In seiner Vernehmung gab er laut Polizei an, er lehne die Anti-Corona-Maßnahmen ab. Nach der Tat zeigt die Polizei in dem Ort verstärkte Präsenz auf den Straßen. Viele Menschen in der Region seien nach der grausamen Tat verängstigt, begründete die rheinland-pfälzische Ministerpräsidentin Malu Dreyer (SPD) am Mittwoch in Mainz die Maßnahme. Besonders gelte dies für Busfahrer, Verkäufer, Behördenmitarbeiter und andere Berufsgruppen, die auf die Einhaltung der Corona-Regeln achten müssten.

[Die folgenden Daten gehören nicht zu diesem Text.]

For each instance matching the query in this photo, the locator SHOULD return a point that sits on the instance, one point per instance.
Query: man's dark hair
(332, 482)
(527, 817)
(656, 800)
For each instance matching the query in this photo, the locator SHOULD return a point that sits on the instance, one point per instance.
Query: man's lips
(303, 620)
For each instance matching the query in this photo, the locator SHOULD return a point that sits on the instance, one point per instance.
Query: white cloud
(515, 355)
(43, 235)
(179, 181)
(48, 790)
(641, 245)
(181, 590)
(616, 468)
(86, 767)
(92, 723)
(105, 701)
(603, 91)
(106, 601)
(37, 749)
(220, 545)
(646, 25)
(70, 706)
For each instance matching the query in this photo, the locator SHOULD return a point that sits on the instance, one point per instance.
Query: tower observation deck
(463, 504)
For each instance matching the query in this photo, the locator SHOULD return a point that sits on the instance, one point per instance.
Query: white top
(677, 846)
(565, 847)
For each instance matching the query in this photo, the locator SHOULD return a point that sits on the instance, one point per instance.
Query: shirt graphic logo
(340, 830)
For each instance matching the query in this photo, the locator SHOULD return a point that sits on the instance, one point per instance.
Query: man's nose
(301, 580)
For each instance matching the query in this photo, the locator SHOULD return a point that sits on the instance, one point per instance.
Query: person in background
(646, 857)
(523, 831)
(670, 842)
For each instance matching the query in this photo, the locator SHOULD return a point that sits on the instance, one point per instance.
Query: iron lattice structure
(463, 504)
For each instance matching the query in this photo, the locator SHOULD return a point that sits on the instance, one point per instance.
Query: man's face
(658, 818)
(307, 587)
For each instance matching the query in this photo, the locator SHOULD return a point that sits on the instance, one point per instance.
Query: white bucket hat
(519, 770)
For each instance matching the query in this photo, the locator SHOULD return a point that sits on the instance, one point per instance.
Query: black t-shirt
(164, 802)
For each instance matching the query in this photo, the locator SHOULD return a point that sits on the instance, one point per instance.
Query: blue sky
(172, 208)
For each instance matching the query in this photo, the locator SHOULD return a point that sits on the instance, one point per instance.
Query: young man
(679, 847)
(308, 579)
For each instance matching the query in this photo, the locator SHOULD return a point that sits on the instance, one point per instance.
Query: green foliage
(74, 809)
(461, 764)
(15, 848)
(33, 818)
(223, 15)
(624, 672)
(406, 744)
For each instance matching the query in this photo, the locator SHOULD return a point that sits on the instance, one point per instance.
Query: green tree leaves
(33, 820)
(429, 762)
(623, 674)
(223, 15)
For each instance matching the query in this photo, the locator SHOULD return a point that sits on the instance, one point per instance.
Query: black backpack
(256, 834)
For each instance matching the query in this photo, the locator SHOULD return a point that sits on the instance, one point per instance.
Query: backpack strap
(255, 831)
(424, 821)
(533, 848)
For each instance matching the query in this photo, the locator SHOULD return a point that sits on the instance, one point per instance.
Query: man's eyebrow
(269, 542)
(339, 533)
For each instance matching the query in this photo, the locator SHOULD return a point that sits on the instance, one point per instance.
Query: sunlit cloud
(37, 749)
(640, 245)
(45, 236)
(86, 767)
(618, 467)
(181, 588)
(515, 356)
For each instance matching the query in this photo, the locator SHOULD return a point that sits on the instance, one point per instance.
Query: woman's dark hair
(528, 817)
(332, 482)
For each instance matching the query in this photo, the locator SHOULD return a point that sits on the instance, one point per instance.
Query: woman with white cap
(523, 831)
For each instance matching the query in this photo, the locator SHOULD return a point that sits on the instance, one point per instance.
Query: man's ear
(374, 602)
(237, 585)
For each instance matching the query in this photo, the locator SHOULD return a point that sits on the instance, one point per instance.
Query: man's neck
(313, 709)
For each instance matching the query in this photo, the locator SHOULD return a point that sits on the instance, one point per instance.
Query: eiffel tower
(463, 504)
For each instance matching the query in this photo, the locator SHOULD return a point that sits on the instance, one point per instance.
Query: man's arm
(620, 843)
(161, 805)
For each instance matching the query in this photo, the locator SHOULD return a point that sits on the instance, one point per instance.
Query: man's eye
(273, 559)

Tat "unfassbar zynisch und schrecklich"
Der Mord an dem jungen Mann sei "unfassbar zynisch und unfassbar schrecklich" und mache eine harte Reaktion des Staates erforderlich, ergänzte sie. Zudem kündigte Dreyer an, dass auch ehrenamtliche Wahlhelfer noch einmal gezielt auf den Umgang mit Verstößen gegen Abstands- und Maskengebote vorbereitet werden sollten. Im Zweifelsfall sei es immer besser, die Polizei zu rufen, statt einen Streit eskalieren zu lassen.